The mean Cmax and AUC values of the substance increased by 1.7 and 2.4 times with repeated doses of A771726. This suggests that the element A771726 inhibits the CYP2C8 enzyme when acting in vivo. It is necessary to monitor the condition of individuals using drugs whose metabolic processes are realized with the participation of CYP2C8 (among them, in addition to repaglinide, also pioglitazone with paclitaxel or rosiglitazone), because they can have a more intense effect.

The effect that is exerted on caffeine (is a substrate of the CYP1A2 element).

When using repeated doses of A771726, the mean Cmax and AUC of the substance decreased by 18% and 55%. From this it can be concluded that A771726 is able to weakly induce the action of CYP1A2 under in vivo conditions. Therefore, substances whose metabolism is associated with the CYP1A2 element (among them alosetron with duloxetine, tizanidine and theophylline) should be used with great caution - since their effectiveness may be weakened.

Effects on OATP element 3 substrates.

An increase in the mean values of cefaclor - Cmax (by 1.43 times) and AUC (by 1.54) was observed with the introduction of repeated doses of A771726. This suggests that the element A771726 inhibits the activity of OATP 3 in vivo. Because of this, it is necessary to use Leflutab with extreme caution in combination with substrates of the substance OATP 3 (in addition to cefaclor, these include ciprofloxacin, methotrexate with benzylpenicillin, zidovudine with indomethacin, cimetidine and ketoprofen, as well as furosemide).

Effects developing in relation to substrates of the breast carcinoma resistance protein BCRP or OATP components P1B1/B3.

An increase in the mean Cmax values, as well as AUC of rosuvastatin (by 2.65 and 2.51 times) was observed with repeated administration of portions of A771726. However, such an increase did not cause a significant effect on the activity of HMG-CoA reductase. In case of administration together with the drug, the daily dose of rosuvastatin should be a maximum of 10 mg.
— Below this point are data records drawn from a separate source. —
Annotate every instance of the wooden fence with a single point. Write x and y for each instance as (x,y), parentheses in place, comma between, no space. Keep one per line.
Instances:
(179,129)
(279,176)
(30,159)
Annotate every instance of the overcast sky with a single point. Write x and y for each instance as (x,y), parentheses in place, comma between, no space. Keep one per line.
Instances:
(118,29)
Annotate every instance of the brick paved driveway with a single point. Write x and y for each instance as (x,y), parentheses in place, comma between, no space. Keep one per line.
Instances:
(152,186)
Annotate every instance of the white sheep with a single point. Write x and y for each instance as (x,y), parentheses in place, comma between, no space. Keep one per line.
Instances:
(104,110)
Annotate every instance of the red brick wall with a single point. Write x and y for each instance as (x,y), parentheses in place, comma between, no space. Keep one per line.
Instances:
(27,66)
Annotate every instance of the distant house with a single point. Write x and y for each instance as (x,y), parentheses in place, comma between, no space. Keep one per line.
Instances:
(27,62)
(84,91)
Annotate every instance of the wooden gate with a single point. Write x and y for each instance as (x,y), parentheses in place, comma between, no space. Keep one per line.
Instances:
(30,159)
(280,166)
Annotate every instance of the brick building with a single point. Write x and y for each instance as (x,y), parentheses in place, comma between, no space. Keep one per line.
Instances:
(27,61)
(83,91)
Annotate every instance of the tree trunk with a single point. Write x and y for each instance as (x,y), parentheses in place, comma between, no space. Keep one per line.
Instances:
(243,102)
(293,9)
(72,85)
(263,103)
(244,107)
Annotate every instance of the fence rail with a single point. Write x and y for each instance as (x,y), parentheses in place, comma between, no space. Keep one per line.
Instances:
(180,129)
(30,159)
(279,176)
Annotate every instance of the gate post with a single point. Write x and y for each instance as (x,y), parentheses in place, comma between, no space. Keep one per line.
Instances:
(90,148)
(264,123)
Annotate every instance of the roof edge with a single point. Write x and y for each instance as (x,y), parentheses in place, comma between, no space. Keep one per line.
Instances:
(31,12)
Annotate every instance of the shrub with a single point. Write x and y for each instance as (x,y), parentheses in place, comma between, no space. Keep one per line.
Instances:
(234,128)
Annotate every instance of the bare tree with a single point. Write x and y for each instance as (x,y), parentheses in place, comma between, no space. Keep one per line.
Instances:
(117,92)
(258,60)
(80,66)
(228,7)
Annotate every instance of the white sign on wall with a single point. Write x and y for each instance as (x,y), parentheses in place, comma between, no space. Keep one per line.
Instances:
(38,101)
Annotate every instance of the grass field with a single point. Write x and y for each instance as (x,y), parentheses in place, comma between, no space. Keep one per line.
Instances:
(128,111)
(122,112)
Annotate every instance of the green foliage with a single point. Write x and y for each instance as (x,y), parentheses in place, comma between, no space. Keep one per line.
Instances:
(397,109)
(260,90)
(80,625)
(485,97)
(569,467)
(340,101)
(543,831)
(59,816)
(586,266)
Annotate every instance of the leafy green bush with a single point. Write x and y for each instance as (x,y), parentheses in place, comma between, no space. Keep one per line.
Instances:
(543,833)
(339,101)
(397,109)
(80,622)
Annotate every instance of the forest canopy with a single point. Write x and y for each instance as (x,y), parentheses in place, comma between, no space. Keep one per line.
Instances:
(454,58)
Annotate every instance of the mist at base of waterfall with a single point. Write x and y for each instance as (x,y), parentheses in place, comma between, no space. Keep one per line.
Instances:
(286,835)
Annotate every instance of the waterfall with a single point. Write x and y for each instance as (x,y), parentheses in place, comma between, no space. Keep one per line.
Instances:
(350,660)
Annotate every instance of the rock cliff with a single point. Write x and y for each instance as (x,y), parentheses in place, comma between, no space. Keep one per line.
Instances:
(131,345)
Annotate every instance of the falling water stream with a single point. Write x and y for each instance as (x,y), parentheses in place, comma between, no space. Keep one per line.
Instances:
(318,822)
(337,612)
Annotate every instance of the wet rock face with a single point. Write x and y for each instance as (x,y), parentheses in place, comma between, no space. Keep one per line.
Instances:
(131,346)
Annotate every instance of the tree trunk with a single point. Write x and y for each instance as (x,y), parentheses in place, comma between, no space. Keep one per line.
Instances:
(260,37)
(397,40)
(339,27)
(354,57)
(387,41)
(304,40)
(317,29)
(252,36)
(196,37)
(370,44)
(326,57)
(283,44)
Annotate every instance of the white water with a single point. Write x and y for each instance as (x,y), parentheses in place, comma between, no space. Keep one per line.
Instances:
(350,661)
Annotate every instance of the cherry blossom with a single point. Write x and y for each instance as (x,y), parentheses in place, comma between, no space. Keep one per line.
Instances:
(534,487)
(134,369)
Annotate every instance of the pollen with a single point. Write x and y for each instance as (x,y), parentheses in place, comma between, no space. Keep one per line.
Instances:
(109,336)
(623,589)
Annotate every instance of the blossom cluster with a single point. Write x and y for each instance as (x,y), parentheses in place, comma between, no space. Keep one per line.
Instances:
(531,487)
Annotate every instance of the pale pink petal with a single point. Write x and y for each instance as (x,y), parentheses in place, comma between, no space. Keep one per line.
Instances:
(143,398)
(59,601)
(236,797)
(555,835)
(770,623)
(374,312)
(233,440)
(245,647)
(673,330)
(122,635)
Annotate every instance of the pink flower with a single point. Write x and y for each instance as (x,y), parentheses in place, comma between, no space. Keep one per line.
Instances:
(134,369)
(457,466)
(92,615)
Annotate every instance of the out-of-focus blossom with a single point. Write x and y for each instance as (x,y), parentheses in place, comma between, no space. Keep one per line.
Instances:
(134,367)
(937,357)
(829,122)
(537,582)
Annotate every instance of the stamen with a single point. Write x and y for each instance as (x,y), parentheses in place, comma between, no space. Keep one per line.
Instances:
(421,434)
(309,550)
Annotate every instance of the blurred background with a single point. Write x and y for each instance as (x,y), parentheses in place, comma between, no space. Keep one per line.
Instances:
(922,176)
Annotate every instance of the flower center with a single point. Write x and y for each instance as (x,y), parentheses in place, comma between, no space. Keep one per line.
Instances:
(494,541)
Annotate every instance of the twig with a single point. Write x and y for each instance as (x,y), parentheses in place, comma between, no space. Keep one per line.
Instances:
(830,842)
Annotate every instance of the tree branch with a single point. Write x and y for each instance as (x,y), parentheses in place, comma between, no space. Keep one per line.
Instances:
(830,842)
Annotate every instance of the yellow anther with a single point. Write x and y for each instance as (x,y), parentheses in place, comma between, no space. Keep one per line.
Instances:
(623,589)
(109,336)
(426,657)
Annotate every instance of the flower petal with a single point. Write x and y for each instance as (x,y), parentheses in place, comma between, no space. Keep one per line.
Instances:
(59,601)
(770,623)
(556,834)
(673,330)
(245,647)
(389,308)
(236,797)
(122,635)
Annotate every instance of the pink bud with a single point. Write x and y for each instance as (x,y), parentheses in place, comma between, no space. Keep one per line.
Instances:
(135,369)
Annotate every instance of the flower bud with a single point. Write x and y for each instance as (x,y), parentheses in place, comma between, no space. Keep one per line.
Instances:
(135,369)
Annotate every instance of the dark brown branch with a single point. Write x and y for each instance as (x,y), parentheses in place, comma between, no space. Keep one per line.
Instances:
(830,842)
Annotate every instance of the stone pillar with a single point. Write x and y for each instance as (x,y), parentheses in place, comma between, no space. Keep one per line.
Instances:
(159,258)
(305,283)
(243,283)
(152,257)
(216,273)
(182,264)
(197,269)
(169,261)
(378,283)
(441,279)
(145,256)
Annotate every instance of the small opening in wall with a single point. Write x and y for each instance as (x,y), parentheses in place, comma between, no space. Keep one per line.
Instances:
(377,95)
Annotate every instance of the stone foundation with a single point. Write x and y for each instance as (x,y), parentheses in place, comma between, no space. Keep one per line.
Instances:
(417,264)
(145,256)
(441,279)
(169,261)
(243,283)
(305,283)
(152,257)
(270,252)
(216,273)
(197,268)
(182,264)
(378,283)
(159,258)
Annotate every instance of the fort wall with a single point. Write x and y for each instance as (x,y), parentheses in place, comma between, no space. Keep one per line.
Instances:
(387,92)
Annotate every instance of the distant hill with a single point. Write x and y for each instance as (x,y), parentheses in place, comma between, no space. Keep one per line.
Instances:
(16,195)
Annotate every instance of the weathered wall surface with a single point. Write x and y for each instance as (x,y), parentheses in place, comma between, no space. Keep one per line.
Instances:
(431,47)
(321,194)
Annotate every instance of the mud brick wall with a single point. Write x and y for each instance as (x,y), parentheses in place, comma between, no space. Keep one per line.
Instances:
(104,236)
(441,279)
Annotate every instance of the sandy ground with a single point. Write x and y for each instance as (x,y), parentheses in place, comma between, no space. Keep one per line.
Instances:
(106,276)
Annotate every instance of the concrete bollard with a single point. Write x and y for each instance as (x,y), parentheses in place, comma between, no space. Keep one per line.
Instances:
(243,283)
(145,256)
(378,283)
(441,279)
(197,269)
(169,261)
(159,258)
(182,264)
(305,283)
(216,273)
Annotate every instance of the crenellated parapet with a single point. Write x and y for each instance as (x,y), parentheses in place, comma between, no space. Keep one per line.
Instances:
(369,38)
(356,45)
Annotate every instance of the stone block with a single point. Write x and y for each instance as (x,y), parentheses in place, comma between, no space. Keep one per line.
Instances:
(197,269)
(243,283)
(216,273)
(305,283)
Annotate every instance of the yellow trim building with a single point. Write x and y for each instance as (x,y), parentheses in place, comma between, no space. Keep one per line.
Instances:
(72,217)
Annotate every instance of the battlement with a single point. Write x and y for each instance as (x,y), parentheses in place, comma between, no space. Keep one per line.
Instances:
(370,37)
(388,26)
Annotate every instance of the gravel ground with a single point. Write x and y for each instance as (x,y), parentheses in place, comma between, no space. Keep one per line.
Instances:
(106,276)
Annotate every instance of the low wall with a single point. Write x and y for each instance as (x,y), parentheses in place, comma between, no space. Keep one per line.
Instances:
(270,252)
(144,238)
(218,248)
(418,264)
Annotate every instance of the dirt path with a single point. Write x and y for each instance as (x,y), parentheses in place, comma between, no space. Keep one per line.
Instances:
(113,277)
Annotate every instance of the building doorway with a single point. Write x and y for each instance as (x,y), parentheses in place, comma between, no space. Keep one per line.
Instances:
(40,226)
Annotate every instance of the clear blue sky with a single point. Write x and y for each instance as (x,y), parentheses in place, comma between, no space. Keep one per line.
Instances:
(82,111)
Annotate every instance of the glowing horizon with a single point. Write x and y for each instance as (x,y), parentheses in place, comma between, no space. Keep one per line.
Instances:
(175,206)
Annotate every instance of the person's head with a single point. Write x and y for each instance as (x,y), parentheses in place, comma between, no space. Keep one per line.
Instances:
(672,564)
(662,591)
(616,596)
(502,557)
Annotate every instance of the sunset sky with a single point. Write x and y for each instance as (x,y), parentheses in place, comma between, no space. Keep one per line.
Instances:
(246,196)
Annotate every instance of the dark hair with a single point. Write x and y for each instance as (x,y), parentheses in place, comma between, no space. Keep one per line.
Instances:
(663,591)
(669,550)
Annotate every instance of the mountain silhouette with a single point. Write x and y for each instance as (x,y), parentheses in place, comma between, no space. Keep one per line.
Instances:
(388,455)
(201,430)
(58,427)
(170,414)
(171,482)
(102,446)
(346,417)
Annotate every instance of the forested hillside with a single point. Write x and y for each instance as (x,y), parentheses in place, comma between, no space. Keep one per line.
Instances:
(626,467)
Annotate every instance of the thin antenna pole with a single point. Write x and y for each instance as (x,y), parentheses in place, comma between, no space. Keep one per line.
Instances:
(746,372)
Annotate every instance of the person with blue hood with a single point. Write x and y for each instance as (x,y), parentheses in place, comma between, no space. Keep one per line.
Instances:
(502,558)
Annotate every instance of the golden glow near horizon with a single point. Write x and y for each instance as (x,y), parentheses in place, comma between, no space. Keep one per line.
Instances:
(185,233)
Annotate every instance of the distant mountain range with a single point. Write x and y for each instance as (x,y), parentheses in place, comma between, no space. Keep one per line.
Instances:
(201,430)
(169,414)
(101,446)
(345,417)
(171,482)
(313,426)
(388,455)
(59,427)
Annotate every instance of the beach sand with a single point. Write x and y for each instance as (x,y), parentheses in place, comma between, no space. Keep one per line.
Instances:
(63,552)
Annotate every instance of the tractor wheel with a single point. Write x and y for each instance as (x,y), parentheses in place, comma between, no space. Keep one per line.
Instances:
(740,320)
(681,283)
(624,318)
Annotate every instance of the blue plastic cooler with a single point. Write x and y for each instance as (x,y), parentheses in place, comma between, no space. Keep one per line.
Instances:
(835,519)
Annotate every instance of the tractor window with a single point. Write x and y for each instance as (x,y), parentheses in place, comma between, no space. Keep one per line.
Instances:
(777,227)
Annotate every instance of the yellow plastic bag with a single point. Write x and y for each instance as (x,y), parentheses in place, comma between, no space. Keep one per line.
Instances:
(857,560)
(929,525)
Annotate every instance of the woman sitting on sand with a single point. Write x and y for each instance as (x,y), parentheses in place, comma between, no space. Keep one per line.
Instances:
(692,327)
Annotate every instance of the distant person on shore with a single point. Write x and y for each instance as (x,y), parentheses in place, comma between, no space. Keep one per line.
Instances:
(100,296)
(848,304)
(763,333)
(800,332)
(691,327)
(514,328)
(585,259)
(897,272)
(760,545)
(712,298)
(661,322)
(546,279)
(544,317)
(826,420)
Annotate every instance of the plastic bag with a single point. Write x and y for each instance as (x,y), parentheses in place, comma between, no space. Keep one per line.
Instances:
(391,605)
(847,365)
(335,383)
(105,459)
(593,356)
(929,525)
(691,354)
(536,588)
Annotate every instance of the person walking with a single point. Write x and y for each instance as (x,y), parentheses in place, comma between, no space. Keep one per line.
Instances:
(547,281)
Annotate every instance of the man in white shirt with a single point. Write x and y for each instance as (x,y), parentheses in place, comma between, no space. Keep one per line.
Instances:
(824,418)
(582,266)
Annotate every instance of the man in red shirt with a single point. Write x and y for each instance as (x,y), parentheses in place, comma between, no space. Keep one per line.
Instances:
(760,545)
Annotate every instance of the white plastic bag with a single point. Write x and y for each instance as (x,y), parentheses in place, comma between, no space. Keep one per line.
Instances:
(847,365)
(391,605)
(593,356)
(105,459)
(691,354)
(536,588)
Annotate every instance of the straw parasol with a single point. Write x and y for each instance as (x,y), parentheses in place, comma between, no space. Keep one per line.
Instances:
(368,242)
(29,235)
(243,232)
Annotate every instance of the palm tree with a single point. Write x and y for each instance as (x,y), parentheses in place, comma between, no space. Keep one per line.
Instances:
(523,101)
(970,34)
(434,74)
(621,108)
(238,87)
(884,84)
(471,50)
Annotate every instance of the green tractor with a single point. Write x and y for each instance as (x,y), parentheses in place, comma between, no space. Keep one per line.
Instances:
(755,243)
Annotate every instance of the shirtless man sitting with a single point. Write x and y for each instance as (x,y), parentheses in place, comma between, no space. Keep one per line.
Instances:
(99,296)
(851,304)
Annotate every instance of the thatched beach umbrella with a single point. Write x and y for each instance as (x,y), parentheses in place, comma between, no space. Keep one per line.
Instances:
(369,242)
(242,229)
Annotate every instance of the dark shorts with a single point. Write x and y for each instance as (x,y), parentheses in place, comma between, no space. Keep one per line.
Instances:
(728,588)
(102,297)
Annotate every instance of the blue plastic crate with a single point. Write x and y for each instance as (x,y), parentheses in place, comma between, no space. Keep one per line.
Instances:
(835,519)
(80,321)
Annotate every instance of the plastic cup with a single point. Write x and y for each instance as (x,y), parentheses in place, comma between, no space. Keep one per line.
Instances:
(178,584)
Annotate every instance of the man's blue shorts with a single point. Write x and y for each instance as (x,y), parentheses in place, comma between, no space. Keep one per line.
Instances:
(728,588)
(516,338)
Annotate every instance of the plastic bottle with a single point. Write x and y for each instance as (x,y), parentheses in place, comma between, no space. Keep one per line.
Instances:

Caution is also required when using other BCRP agents (including sulfasalazine, doxorubicin with methotrexate, daunorubicin, and topotecan) and OATP substrates, especially those that inhibit HMG-CoA reductase (including pravastatin with rifampicin, simvastatin and repaglinide with atorvastatin, and nateglinide). Patients should be monitored closely to detect signs of excessive exposure to the above-mentioned drugs and reduce their dose if necessary.

Effects on oral contraception (ethinyl estradiol 0.03 mg and levonorgestrel 0.15 mg).

An increase in the mean Cmax values, as well as AUC, is observed for ethinyl estradiol (by 1.58 and 1.54 times) and levonorgestrel (by 1.33 and 1.41 times) with repeated use of element A771726. Although no negative impact on contraceptive efficacy was detected, the type of OC used should be taken into account.

Effect relative to warfarin.

A 25% decrease in peak INR values was observed when A771726 was used in combination with warfarin (compared to warfarin alone). Therefore, careful monitoring of INR levels is required with these combinations.

Storage conditions

Leflutab should be stored out of the reach of small children in a tightly closed container to prevent moisture from entering.

Shelf life

Leflutab can be used within a 30-month period from the date of manufacture of the therapeutic product.

Analogues

The analogue of the drug is the drug Arava.